Some electronic eligibility verification systems will match on or report on address discrepancies. Other facilities are using commercial credit bureau checks to confirm addresses, etc. But if you do generate edit reports of any type, be certain to work them for corrections, otherwise your edit reports will be as high as your return mail.

Q: We are have difficulties identifying indigent patients in the ER. How can we get better information ?

A: ER registration has traditionally been viewed as an area where demographic and financial data capture has been weak. However, there are a number of technological and training initiatives that can improve the accuracy and completeness of data.

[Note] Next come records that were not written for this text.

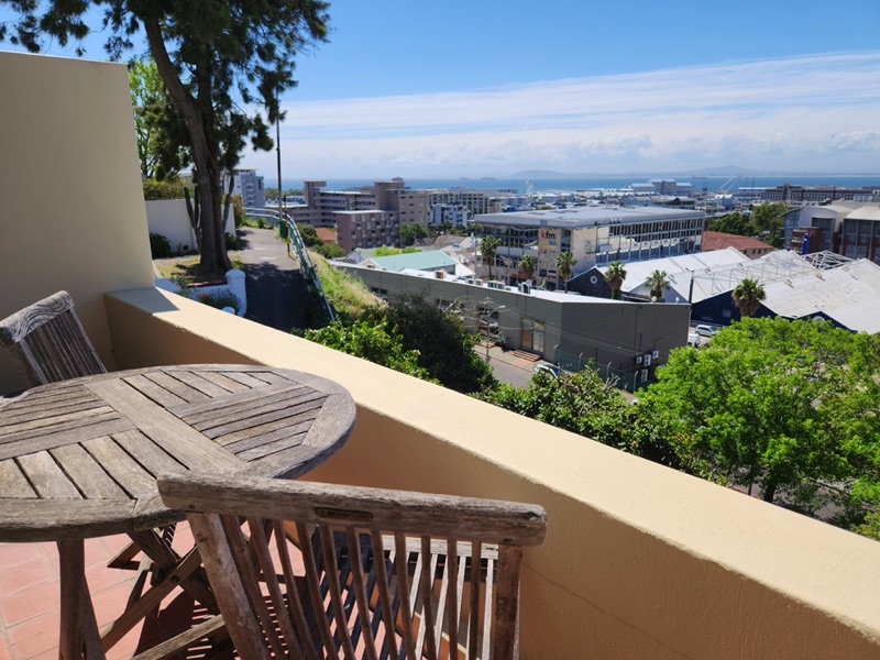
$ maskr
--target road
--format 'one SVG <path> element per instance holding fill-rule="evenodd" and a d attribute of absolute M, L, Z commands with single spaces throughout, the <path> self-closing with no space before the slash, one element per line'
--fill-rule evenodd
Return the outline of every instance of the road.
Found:
<path fill-rule="evenodd" d="M 287 246 L 274 229 L 239 230 L 248 292 L 245 317 L 263 326 L 289 332 L 302 324 L 306 284 L 299 262 L 287 255 Z"/>
<path fill-rule="evenodd" d="M 485 344 L 477 344 L 474 351 L 483 360 L 486 359 Z M 490 365 L 495 377 L 502 383 L 515 385 L 516 387 L 524 387 L 528 385 L 531 380 L 531 372 L 535 369 L 535 363 L 522 358 L 517 358 L 512 352 L 502 351 L 497 346 L 492 346 L 488 350 Z"/>

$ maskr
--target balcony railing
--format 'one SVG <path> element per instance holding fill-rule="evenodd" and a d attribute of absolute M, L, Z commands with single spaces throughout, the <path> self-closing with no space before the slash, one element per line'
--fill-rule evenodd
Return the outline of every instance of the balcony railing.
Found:
<path fill-rule="evenodd" d="M 524 658 L 872 658 L 880 543 L 155 289 L 106 296 L 120 367 L 265 363 L 358 404 L 316 481 L 535 502 Z"/>

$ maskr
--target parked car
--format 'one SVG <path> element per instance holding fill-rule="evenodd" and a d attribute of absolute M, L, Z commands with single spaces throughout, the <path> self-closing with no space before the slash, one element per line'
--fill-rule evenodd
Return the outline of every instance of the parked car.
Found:
<path fill-rule="evenodd" d="M 481 316 L 479 319 L 477 327 L 481 330 L 485 330 L 490 334 L 497 334 L 498 332 L 498 321 L 496 321 L 490 316 Z"/>
<path fill-rule="evenodd" d="M 540 363 L 540 364 L 536 364 L 535 365 L 535 369 L 532 370 L 532 373 L 534 374 L 539 374 L 539 373 L 550 374 L 553 378 L 559 381 L 559 377 L 562 374 L 564 374 L 565 372 L 562 370 L 562 367 L 557 366 L 556 364 Z"/>

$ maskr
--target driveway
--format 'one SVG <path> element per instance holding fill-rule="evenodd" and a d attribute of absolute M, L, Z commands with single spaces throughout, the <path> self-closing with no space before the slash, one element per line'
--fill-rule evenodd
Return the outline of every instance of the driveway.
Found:
<path fill-rule="evenodd" d="M 248 292 L 245 318 L 284 332 L 301 327 L 306 285 L 299 262 L 287 255 L 274 229 L 245 228 L 239 235 Z"/>

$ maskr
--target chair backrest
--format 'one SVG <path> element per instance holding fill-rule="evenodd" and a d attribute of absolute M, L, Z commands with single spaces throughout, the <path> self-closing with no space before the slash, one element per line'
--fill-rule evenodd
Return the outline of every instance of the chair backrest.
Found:
<path fill-rule="evenodd" d="M 539 506 L 194 473 L 158 487 L 187 514 L 241 658 L 517 652 L 519 565 L 522 546 L 543 541 Z"/>
<path fill-rule="evenodd" d="M 107 371 L 67 292 L 58 292 L 1 320 L 0 346 L 16 354 L 29 387 Z"/>

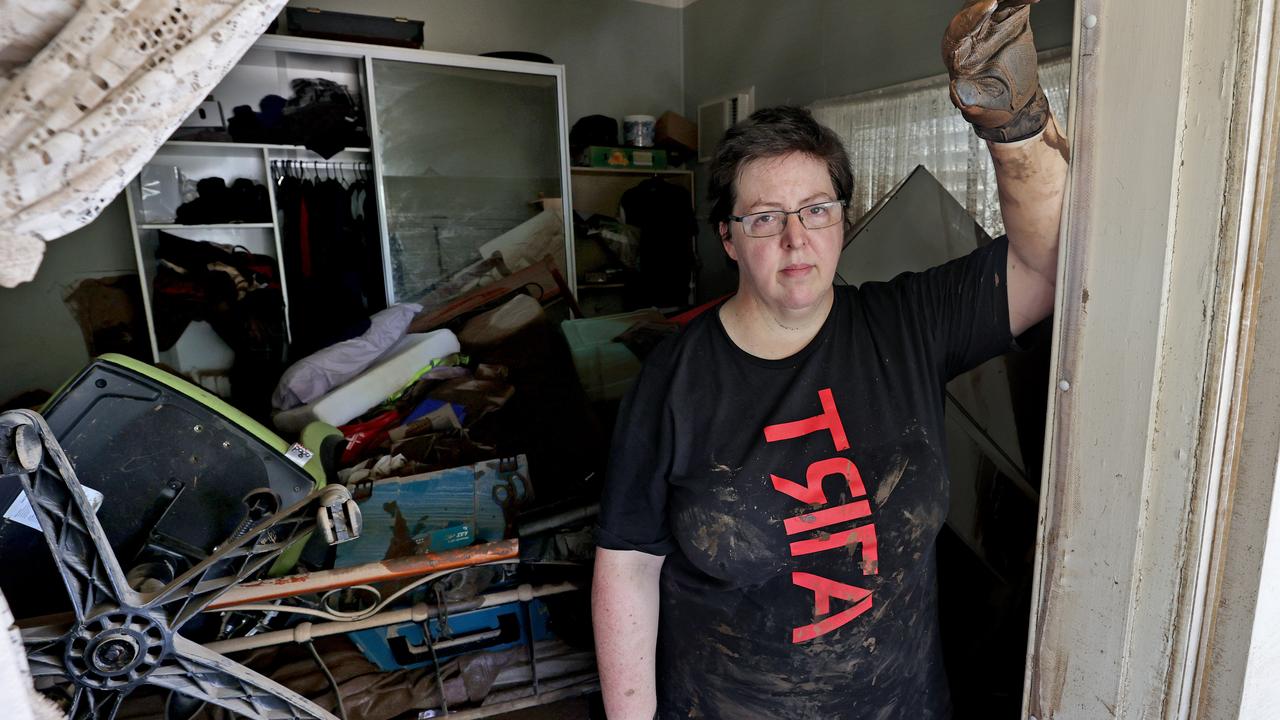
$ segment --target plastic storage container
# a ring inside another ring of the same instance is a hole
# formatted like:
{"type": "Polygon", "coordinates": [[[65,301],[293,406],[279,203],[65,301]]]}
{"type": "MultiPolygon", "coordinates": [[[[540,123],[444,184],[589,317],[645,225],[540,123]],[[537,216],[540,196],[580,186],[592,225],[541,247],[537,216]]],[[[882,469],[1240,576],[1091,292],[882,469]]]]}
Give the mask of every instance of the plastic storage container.
{"type": "Polygon", "coordinates": [[[640,373],[640,359],[613,338],[636,323],[660,323],[663,319],[662,313],[650,307],[561,323],[561,332],[573,355],[573,368],[589,400],[618,400],[626,395],[640,373]]]}

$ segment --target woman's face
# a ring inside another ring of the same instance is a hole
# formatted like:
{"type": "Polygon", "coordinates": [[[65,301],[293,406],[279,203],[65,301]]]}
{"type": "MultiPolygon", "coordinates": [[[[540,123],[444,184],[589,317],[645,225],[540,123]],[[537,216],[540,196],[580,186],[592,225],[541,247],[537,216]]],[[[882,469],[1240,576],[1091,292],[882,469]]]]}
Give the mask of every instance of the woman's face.
{"type": "MultiPolygon", "coordinates": [[[[744,164],[736,188],[733,215],[837,200],[827,164],[801,152],[744,164]]],[[[739,293],[782,314],[822,306],[832,292],[844,234],[844,222],[812,231],[797,215],[788,215],[773,237],[748,237],[742,223],[721,223],[724,251],[737,261],[739,293]]]]}

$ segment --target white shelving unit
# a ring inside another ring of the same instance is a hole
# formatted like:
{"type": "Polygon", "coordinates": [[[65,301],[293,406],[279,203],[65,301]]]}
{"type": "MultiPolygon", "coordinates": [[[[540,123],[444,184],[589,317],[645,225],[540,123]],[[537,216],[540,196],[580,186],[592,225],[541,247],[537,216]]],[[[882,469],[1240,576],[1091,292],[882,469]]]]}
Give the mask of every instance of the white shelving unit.
{"type": "MultiPolygon", "coordinates": [[[[484,154],[477,155],[472,152],[471,155],[467,155],[467,147],[479,147],[485,146],[486,143],[497,145],[494,140],[485,138],[479,135],[474,137],[461,136],[448,138],[428,136],[424,138],[426,141],[425,143],[419,142],[419,137],[415,135],[420,129],[419,126],[430,129],[431,118],[426,118],[426,122],[406,122],[406,118],[417,117],[412,113],[420,111],[421,108],[429,108],[433,113],[445,117],[449,113],[449,108],[453,106],[451,100],[454,100],[460,92],[463,94],[462,97],[467,97],[466,94],[472,92],[468,90],[470,86],[465,85],[466,82],[472,82],[481,90],[485,86],[495,87],[495,91],[489,92],[490,96],[497,99],[494,101],[499,102],[503,87],[515,87],[515,92],[517,94],[521,92],[521,86],[549,87],[550,101],[549,105],[547,105],[549,118],[545,117],[547,113],[543,113],[544,117],[539,120],[540,124],[538,126],[541,128],[538,132],[541,132],[544,137],[539,136],[539,141],[532,143],[540,154],[538,155],[540,163],[539,169],[541,170],[541,176],[544,176],[539,178],[541,184],[538,187],[538,191],[544,192],[548,183],[552,188],[558,184],[559,193],[566,199],[570,197],[564,76],[563,67],[561,65],[544,65],[539,63],[476,58],[421,50],[404,50],[352,42],[320,41],[301,37],[264,36],[248,53],[244,54],[242,60],[227,74],[223,82],[214,88],[211,96],[221,104],[223,114],[229,119],[232,117],[233,108],[239,105],[248,105],[253,108],[255,111],[259,110],[260,101],[266,95],[289,97],[292,95],[291,82],[297,78],[324,78],[346,86],[351,91],[352,97],[357,100],[366,113],[366,129],[372,140],[372,146],[347,147],[333,158],[324,159],[301,145],[173,140],[165,142],[156,152],[155,158],[152,158],[148,163],[148,165],[179,168],[182,173],[192,181],[198,181],[206,177],[221,177],[229,186],[237,178],[248,178],[255,183],[264,184],[268,188],[270,205],[273,208],[270,222],[188,225],[177,224],[172,220],[164,222],[169,220],[168,218],[147,219],[142,213],[140,183],[133,182],[127,190],[129,223],[134,241],[138,277],[143,284],[143,310],[146,313],[151,341],[152,361],[169,365],[180,373],[186,373],[197,382],[201,382],[201,384],[204,384],[207,389],[224,396],[229,389],[229,386],[224,382],[224,379],[227,370],[234,361],[234,352],[218,337],[215,332],[212,332],[211,327],[205,323],[191,323],[183,336],[172,347],[161,348],[159,346],[155,329],[157,310],[152,296],[157,263],[155,252],[159,246],[160,233],[166,232],[193,241],[209,241],[230,246],[242,246],[255,254],[274,258],[279,270],[282,293],[285,304],[284,316],[288,323],[289,288],[284,273],[287,249],[282,243],[279,210],[275,197],[276,186],[271,178],[273,161],[296,160],[301,161],[303,165],[308,163],[325,161],[366,163],[369,165],[370,178],[378,201],[379,241],[383,252],[383,269],[387,287],[385,295],[388,302],[410,300],[408,297],[398,297],[397,295],[403,293],[394,292],[392,282],[393,273],[403,272],[404,266],[412,266],[406,265],[406,263],[413,263],[411,258],[399,258],[399,254],[406,250],[404,238],[411,237],[415,231],[413,227],[404,224],[403,218],[406,215],[401,210],[403,208],[403,197],[407,192],[404,187],[412,190],[412,193],[408,195],[410,197],[419,193],[420,188],[417,186],[443,186],[448,188],[466,187],[468,182],[468,178],[466,177],[436,177],[436,174],[434,174],[436,173],[436,168],[431,163],[430,155],[444,155],[445,151],[452,152],[449,158],[444,158],[442,160],[442,165],[449,167],[452,163],[454,176],[466,176],[468,158],[480,156],[481,159],[488,159],[484,154]],[[420,67],[422,69],[420,85],[415,85],[417,81],[413,78],[413,73],[411,72],[413,67],[420,67]],[[406,68],[410,68],[410,72],[406,72],[406,68]],[[389,83],[388,87],[384,88],[384,96],[380,99],[383,101],[381,109],[379,109],[378,99],[375,97],[376,83],[371,81],[371,77],[379,72],[387,73],[388,77],[397,74],[401,78],[408,78],[412,81],[407,85],[403,81],[389,83]],[[453,97],[435,99],[431,94],[436,92],[452,92],[453,97]],[[493,95],[493,92],[497,92],[497,95],[493,95]],[[388,96],[388,94],[393,95],[388,96]],[[383,111],[384,114],[389,113],[390,117],[383,118],[383,120],[390,120],[388,127],[394,128],[394,135],[388,136],[380,132],[378,117],[379,111],[383,111]],[[436,145],[431,145],[431,141],[435,141],[436,145]],[[426,147],[426,152],[422,159],[416,159],[411,154],[406,152],[406,149],[416,149],[420,146],[426,147]],[[547,156],[548,149],[550,149],[549,163],[547,156]],[[384,156],[384,152],[389,152],[390,155],[384,156]],[[406,165],[406,158],[410,159],[410,165],[406,165]],[[401,168],[398,172],[403,172],[403,168],[408,167],[412,173],[417,173],[421,178],[410,177],[407,183],[396,181],[399,186],[393,188],[393,195],[397,197],[393,197],[392,200],[401,202],[401,205],[392,208],[392,218],[389,219],[387,199],[389,188],[385,186],[385,179],[389,179],[389,176],[384,178],[383,169],[384,165],[392,160],[394,160],[393,165],[401,168]],[[412,161],[417,160],[421,160],[421,169],[413,169],[415,165],[412,165],[412,161]],[[461,170],[458,170],[460,167],[462,168],[461,170]],[[545,177],[548,174],[554,177],[545,177]],[[399,261],[397,263],[397,260],[399,261]]],[[[484,92],[481,92],[481,95],[484,95],[484,92]]],[[[490,101],[490,104],[493,101],[490,101]]],[[[538,102],[543,101],[538,100],[538,102]]],[[[492,111],[486,113],[483,122],[492,124],[492,111]]],[[[513,115],[508,122],[525,122],[527,126],[527,120],[529,118],[513,115]]],[[[467,128],[468,123],[476,126],[483,124],[479,120],[471,122],[466,118],[462,118],[461,120],[454,118],[451,122],[453,126],[463,129],[467,128]]],[[[521,132],[529,135],[527,128],[521,132]]],[[[530,145],[524,140],[521,143],[521,146],[530,145]]],[[[493,155],[499,158],[502,156],[500,152],[493,152],[493,155]]],[[[490,176],[494,173],[500,176],[503,173],[503,168],[494,164],[494,167],[488,168],[488,172],[490,176]]],[[[506,179],[502,182],[518,188],[518,182],[509,182],[506,179]]],[[[479,228],[477,232],[488,232],[488,225],[485,224],[486,220],[484,220],[485,208],[468,208],[467,204],[472,202],[472,200],[467,196],[462,196],[461,199],[451,197],[449,201],[458,208],[460,217],[466,218],[467,222],[471,222],[479,228]],[[479,220],[475,220],[475,218],[479,218],[479,220]]],[[[511,213],[507,214],[511,215],[511,213]]],[[[520,218],[517,218],[517,220],[518,219],[520,218]]],[[[489,222],[489,224],[494,223],[489,222]]],[[[506,227],[509,227],[509,224],[506,227]]],[[[502,232],[506,227],[495,225],[493,229],[494,234],[502,232]]],[[[570,238],[571,234],[572,218],[568,213],[566,213],[564,237],[570,238]]],[[[567,240],[566,246],[568,245],[570,241],[567,240]]],[[[563,272],[566,277],[573,278],[572,252],[568,252],[567,264],[568,266],[563,268],[563,272]]],[[[292,328],[287,329],[292,336],[292,328]]]]}
{"type": "MultiPolygon", "coordinates": [[[[659,177],[689,191],[690,208],[696,206],[694,172],[682,169],[584,168],[570,169],[573,184],[573,210],[588,218],[600,214],[617,217],[622,195],[641,182],[659,177]]],[[[576,251],[575,243],[575,251],[576,251]]],[[[620,304],[625,283],[584,283],[579,279],[579,305],[588,315],[627,310],[620,304]]]]}

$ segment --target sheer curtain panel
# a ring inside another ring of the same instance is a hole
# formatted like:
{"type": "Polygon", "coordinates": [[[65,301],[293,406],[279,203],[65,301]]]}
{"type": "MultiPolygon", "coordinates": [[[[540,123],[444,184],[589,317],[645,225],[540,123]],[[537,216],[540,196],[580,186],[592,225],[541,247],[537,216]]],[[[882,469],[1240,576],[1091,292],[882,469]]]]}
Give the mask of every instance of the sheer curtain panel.
{"type": "MultiPolygon", "coordinates": [[[[1041,85],[1066,129],[1070,56],[1041,54],[1041,85]]],[[[924,165],[992,236],[1005,232],[986,142],[951,105],[946,76],[822,100],[810,106],[836,131],[854,165],[849,213],[860,218],[916,165],[924,165]]]]}
{"type": "Polygon", "coordinates": [[[97,217],[285,0],[0,0],[0,287],[97,217]]]}

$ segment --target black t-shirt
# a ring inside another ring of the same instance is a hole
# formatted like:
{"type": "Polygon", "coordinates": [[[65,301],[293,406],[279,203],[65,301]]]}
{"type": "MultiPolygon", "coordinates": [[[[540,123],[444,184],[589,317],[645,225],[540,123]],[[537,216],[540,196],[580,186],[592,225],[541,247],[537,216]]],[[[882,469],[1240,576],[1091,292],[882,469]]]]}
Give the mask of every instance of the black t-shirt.
{"type": "Polygon", "coordinates": [[[716,310],[649,356],[598,542],[667,556],[659,717],[950,716],[943,388],[1012,343],[1006,254],[837,287],[791,357],[744,352],[716,310]]]}

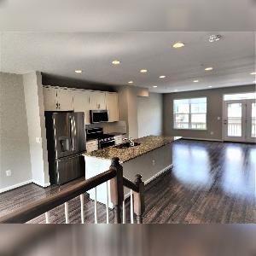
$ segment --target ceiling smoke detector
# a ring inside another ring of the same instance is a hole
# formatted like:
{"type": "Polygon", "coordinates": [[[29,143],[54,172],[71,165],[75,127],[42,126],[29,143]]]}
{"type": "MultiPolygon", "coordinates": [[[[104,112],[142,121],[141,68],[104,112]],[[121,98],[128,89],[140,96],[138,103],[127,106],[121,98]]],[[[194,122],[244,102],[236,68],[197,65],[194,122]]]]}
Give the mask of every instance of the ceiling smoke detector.
{"type": "Polygon", "coordinates": [[[213,43],[217,42],[221,38],[221,35],[212,35],[209,37],[209,42],[213,43]]]}

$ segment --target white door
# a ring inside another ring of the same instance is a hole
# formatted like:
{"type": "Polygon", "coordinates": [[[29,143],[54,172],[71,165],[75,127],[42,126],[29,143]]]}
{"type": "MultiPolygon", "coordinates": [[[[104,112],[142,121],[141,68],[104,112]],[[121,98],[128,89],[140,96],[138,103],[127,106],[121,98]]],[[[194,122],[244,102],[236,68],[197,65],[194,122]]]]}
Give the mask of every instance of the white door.
{"type": "Polygon", "coordinates": [[[224,102],[224,138],[231,142],[255,142],[255,101],[224,102]]]}
{"type": "Polygon", "coordinates": [[[118,94],[106,92],[107,110],[108,111],[108,122],[119,120],[118,94]]]}
{"type": "Polygon", "coordinates": [[[247,100],[247,141],[256,143],[256,102],[247,100]]]}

  1. Many states support the federal MMIS (Medicaid Management Information System) conditions of participation. This means that the MMIS state function needs to provide eligibility information access. Usually obtained through telephone dial-in or using swipe card technology (i.e., similar to credit card transactions), a state agency offers eligibility information. If the patient is potentially indigent, you'll want to be sure that they are not already Medicaid eligible (and now even Managed Care Medicaid). This type of checking can usually be done at a triage registration or while the patient is being treated--and shouldn't add significant time which would interfere with the triaging and treating of a patient. Some facilities even complete the check after the clinical portion of the visit.
  2. There are a number of commercially available data bases that provide connectivity to your facility either through standalone devices or interfaced to your hospital information system (also available for physician practice management systems). These systems usually support ANSI 270 and 271 (Electronic Eligibility Inquiry and Reply electronic transaction standards), and can report on eligibility, extent of coverage, deductible and co-payment, utilization management requirements and coordination of benefits.
  3. Now that you've confirmed insured patients, the remaining self-pay or indigent patients can be examined further by using your HIS (hospital information system). Most ER registrations start by asking, "Have you been here before?" A check of the history file (soundex, or other type inquiry) will yield repeat patients. This will be a clue for the ER registration staff. Using the prior account history they should be inquiring if there have been changes to either the demographic or financial data (assuming some--even if it is an unpaid bill). Here's where some creative opportunity exists.
  4. Since hospitals will "treat regardless of ability to pay in the ER," hospitals may use this knowledge to refer the patient to a financial counselor. Depending on the state, hospital staff may be deputized to initiate a Medicaid application, or charity care application. These programs will help you reduce bad debt write-off. If your facility still has a Hill-Burton obligation, this type of charity care should also be recorded to help satisfy that obligation. Additionally, an in-service training and educational program should be held to review these issues and solutions. Registration Guidelines should be formulated to help registrar staff and empower them to work on behalf of the patient to secure the proper information. Even as much as indigent patients, rules and regulations for managed care patients in the ER can be as troublesome.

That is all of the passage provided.